Comme le rappelle Pierre Hazan, spécialiste de la justice internationale et de l’action humanitaire de renommée mondiale établi à Genève, toute une série de questions ont dû être examinées dans le cadre de la recherche qu’il a dirigée de concert avec sa collègue Catherine Quéloz de la Haute Ecole d’Art et de Design. « Quel est le statut de l’artiste impliqué dans un processus de mémorialisation ? Quel est le rôle des jurys qui décident de la création d’un mémorial ou d’un musée ? Pour quel public ? Doit-on évaluer le succès d’un musée ou d’un monument ? Peut-on se fier à des variables comme la fréquentation des monuments pour en juger ? Comment mesurer les processus d’appropriation ou d’identification collective avec les espaces mémoriels ou les œuvres spécifiques qui les contiennent ? ». Le concours pour l’érection d’un monument consacré à la mémoire des victimes du génocide arménien à Genève ainsi que les vifs débats suscités par son emplacement représente à n’en pas douter un cas d’école. Certaines des œuvres proposées dans le cadre de ce concours, en particulier celle des artistes Alfredo Jaar, René Green, Dani Karavan et Esther Shalev-Gertz, sont visibles dans le cadre de l’exposition Au-delà du Monument/Beyond the Monument. Cependant, le retard pris par le projet est un exemple des controverses qu’un enjeu mémoriel d’une telle nature peut susciter dans l’espace publique. « Ici, le débat prend une tournure à la fois interne et internationale », souligne Pierre Hazan.
Invitée du colloque, l’artiste franco-israélienne Esther Shalev-Gertz a participé avec Jochen Gertz à l’élaboration du fameux monument contre le fascisme de Hamburg (1986). Cette colonne était vouée à disparaître dans le sol au fur et à mesure de l’inscription sur sa circonférence du nom de ses visiteurs. Ce choix conceptuel se revendiquait d’une nouvelle pratique mémorielle, basée sur un rapport à la mémoire de type participatif et responsabilisant (par opposition à la rigidité des monuments de type statuaire).

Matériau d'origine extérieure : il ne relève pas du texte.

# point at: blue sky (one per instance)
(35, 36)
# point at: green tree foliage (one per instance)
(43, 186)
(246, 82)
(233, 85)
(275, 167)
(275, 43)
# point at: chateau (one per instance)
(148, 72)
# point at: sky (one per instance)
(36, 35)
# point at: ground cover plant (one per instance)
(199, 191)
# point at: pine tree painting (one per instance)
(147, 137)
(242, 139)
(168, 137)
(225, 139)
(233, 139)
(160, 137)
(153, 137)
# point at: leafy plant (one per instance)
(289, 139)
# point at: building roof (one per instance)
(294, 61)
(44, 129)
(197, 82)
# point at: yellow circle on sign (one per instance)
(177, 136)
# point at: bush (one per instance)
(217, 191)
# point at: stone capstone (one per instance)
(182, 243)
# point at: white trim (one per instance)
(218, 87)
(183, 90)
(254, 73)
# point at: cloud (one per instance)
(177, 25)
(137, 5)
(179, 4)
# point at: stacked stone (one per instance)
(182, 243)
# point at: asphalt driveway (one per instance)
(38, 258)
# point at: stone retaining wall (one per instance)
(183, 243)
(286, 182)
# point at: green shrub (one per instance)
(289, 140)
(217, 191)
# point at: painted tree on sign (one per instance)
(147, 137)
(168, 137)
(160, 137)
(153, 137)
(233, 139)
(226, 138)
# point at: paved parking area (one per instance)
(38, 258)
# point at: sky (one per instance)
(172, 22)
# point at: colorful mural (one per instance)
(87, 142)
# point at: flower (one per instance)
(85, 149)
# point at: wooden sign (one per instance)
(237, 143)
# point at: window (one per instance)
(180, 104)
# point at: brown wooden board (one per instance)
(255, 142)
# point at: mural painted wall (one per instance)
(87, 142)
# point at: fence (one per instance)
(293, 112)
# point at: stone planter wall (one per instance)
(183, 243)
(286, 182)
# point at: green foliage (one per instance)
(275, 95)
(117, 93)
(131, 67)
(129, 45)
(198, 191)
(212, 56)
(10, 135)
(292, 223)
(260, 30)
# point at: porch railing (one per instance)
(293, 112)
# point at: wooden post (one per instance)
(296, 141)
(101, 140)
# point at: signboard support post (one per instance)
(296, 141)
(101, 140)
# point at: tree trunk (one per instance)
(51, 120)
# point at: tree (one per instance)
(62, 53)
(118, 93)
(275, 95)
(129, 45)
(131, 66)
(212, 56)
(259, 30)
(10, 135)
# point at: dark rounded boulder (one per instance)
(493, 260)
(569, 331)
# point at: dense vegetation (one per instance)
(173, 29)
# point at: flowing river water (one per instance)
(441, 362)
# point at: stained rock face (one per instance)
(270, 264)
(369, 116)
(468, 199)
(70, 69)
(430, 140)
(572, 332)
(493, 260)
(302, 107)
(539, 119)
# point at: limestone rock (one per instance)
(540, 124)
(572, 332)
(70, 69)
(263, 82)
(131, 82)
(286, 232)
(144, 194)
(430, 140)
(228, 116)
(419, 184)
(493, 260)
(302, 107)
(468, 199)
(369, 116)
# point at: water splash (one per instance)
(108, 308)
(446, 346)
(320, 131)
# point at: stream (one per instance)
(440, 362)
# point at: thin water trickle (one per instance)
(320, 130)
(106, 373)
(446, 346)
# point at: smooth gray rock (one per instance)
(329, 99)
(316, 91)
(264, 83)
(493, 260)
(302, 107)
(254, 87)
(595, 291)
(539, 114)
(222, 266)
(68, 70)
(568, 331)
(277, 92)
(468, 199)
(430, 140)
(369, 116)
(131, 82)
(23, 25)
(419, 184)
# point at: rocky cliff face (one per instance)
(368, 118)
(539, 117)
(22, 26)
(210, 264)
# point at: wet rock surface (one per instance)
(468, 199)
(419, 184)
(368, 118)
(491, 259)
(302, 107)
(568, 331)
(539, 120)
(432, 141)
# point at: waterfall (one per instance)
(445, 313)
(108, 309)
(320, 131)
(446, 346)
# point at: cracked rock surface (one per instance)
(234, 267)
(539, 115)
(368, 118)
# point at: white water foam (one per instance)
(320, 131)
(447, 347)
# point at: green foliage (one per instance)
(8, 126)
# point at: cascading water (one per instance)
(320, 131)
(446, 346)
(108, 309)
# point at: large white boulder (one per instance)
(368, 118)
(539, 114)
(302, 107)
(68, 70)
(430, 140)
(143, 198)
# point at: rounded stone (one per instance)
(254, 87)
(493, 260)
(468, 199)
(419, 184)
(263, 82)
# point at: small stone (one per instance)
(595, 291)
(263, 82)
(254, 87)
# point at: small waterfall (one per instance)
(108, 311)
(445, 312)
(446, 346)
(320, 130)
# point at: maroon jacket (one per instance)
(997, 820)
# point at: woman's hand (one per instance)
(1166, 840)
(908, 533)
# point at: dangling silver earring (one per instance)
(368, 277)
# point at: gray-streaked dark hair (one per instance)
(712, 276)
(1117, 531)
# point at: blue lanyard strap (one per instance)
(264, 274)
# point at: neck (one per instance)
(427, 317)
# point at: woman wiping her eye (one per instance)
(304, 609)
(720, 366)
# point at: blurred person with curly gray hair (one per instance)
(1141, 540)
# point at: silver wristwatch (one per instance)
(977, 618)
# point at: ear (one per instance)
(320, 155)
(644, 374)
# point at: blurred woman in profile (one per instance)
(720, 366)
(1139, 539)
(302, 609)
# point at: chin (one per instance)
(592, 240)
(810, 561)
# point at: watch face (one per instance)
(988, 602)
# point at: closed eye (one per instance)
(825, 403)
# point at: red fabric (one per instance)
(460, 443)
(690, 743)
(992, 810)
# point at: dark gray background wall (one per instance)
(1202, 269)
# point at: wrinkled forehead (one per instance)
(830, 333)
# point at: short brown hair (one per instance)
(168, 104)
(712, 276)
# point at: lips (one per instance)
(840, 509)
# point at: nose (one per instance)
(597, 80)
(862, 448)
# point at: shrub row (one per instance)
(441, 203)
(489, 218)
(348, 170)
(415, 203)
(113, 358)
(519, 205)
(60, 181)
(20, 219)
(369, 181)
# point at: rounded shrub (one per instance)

De nombreuses questions relatives à la réception et à la participation du public se posèrent également lors de la construction du monument pour les Juifs assassinés de Berlin, inauguré en 2005. Aujourd’hui, c’est surtout le développement d’un phénomène de concurrence victimaire qui frappe les esprits. A la suite de l’érection du monument pour les Juifs assassinés, d’autres monuments ont vu le jour. Différentes oeuvres dédiées à la mémoire de homosexuels, des Roms et des Sintis, des parlementaires allemands assassinés ainsi que des personnes abattues en essayant de traverser le Mur séparant la RDA de l’Allemagne Fédérale : un nombre impressionnant de monuments a vu le jour. Ces derniers seraient ainsi entrés dans un rapport de rivalité problématique au sein d’un espace public très restreint.
Enfin, si les discussions autour des formes de mémorialisation des génocides arménien et juif sont voués à perdurer, tout comme la problématique de la concurrence victimaire, de très nombreux spécialistes s’accordent aujourd’hui à rappeler que le massacre des Héréros par l’armée allemande, en 1904, constitue le premier génocide du vingtième siècle. Or, l’importance de ce fait est encore souvent occultée, notamment dans les manuels scolaires occidentaux qui ne lui réserve pas la place qu’il mérite. «Il est frappant de constater à quel point le passé de la colonisation n’a pas encore pénétré les consciences européennes», conclut à ce sujet Pierre Hazan.
Les recherches sur les processus et formes de mémoralisation de la violence – au sein des sociétés récemment épargnées ou au contraire fraîchement marquées par les conflits armés – continueront sans nul doute à soulever la curiosité des chercheurs et la créativité des artistes.